Professor Schechter, firs of all I want to thank you for taking your time to help me. I really appreciate it.

OK. In the earlier posts in this thread, you used fincont as your failure variable. That variable does not appear in your current example data. I see that it has a variable termcont. For the purposes of writing code, I will assume that termcont is the failure variable: it takes on 0/1 values and term and fin are both Latinate roots meaning end. In any case, substitute the actual failure indicator for termcont in this code:

You are right.

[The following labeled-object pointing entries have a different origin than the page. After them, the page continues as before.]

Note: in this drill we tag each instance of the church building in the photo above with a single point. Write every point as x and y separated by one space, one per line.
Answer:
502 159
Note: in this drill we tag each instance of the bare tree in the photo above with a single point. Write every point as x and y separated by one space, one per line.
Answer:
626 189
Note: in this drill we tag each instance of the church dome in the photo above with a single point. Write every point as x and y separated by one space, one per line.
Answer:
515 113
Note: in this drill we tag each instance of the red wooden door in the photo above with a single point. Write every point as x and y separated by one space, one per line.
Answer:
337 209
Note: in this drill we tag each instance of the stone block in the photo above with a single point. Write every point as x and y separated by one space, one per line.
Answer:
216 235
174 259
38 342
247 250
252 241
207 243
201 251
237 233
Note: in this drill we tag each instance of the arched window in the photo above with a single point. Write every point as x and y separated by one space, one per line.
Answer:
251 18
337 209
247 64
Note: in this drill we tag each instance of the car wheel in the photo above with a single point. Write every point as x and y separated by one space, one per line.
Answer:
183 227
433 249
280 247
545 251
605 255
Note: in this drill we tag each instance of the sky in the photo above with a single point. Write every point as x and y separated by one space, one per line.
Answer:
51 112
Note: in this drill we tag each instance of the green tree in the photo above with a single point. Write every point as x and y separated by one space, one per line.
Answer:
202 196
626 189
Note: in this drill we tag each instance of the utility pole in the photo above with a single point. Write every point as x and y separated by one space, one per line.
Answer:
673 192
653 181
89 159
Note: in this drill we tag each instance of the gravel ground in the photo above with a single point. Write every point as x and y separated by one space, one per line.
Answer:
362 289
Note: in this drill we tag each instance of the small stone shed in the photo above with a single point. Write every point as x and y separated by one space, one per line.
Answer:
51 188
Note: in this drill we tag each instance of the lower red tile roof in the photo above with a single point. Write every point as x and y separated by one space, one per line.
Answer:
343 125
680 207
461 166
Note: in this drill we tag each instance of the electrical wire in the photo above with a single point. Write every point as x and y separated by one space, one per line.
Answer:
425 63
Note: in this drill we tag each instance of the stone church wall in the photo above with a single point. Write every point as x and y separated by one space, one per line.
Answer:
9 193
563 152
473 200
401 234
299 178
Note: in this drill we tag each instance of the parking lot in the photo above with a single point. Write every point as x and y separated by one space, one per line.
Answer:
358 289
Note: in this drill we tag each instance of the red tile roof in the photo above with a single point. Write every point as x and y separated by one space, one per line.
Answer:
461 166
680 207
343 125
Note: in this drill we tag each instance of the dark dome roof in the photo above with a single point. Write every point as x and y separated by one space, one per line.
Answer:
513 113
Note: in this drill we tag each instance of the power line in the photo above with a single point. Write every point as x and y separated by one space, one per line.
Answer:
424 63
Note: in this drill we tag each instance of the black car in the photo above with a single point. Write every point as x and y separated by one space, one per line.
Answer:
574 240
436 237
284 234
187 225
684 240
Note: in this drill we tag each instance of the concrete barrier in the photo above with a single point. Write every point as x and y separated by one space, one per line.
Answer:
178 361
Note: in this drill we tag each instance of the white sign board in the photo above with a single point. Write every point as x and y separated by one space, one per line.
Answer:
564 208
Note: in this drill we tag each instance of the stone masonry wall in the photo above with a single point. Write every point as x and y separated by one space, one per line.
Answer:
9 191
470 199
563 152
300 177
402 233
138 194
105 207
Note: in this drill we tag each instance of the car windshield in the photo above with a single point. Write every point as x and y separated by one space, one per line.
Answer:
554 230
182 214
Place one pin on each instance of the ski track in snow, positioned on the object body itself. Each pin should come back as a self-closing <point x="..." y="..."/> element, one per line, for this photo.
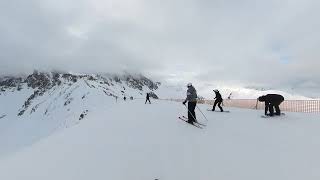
<point x="133" y="140"/>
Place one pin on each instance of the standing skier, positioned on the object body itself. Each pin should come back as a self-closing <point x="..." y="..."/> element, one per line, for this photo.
<point x="192" y="103"/>
<point x="271" y="101"/>
<point x="218" y="100"/>
<point x="148" y="98"/>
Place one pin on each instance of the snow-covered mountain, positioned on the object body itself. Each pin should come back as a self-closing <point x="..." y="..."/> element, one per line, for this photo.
<point x="35" y="106"/>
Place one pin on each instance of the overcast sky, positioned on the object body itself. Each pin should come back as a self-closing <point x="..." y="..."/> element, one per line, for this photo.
<point x="273" y="43"/>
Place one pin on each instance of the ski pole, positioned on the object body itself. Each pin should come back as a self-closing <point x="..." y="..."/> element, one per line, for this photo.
<point x="202" y="113"/>
<point x="190" y="113"/>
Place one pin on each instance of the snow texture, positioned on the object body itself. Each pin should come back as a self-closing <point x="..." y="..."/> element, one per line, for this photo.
<point x="131" y="140"/>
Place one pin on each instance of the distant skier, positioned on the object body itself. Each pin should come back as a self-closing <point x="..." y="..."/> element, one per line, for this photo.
<point x="218" y="100"/>
<point x="192" y="103"/>
<point x="271" y="101"/>
<point x="148" y="99"/>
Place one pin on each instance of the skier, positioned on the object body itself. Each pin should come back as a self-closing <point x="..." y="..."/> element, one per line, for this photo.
<point x="271" y="101"/>
<point x="148" y="98"/>
<point x="218" y="100"/>
<point x="192" y="103"/>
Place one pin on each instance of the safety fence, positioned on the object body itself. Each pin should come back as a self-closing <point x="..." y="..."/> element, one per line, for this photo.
<point x="306" y="106"/>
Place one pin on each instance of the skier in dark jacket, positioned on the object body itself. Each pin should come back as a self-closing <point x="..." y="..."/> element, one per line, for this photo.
<point x="148" y="98"/>
<point x="272" y="101"/>
<point x="218" y="101"/>
<point x="192" y="103"/>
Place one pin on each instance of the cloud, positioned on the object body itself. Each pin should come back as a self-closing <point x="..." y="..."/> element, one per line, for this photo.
<point x="272" y="43"/>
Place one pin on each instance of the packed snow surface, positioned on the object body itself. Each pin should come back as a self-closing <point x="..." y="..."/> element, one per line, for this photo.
<point x="137" y="141"/>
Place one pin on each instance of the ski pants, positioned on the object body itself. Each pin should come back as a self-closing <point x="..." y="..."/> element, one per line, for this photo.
<point x="275" y="106"/>
<point x="191" y="112"/>
<point x="147" y="101"/>
<point x="217" y="102"/>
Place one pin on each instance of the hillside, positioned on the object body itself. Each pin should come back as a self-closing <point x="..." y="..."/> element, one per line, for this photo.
<point x="131" y="140"/>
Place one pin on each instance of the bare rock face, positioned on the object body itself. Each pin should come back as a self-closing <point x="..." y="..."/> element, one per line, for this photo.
<point x="43" y="84"/>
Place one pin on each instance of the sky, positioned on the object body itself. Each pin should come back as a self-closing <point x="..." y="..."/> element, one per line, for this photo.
<point x="270" y="43"/>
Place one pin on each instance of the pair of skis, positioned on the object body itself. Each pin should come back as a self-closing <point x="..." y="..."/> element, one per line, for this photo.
<point x="196" y="124"/>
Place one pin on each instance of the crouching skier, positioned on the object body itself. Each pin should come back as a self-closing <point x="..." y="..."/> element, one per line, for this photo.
<point x="218" y="100"/>
<point x="148" y="99"/>
<point x="192" y="103"/>
<point x="271" y="101"/>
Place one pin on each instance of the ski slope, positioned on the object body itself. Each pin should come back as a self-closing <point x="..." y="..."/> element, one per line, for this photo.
<point x="131" y="140"/>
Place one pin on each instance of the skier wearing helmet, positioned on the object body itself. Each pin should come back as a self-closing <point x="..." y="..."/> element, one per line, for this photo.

I am sorry, I tried to translate the names of the variables but I should have explained it better. "fincont" (that is, "fin de contrato", or "end of contract" meaning that the contract does end, as opposed to those that were still ongoing when data was gathered and thus are right-censored) I named "termcont" for "termination of contract" in order to not confuse it with "endcontdate", which is the date at which the contract ended. All contracts have a "fincont"/"termcont" value of 0 if right censored or 1 if they did end before data was gathered. All contracts have a time value for "endcontdate", but those which were right-censored, the database assigned them a YYYYMMDD value of 20990101. Incidentally, "fincont"/"termcont" was a variable I created myself based on "endcontdate" by simply assigning a value of 0 to it if "endcontdate" had a the forementioned value of 20990101.

Your unit of analysis here is the contract, not the ID. So I have created an id variable, cont_id, for it. This is the one you should use in your -stset- command because you want -stsplit- to split up the single observations on each contract into the observations for the eras before, between, and after policy changes.

If I understand correctly, "my" id variable is an id of the worker in order to know who each job contrat belongs to, but we also need to "identify" each contract so that -stset- can work properly. Makes absolute sense.

In fact, until your most recent post, I wasn't aware that the same people could appear with multiple contracts in your data. That adds another level of complexity to your analysis. If you are going to use -stcox-, you should specify -shared(id)- so that Stata can account for repeated observations within id (yes, id, not cont_id). If you are going to use a parametric survival analysis model, use -mestreg-, not -streg- for this.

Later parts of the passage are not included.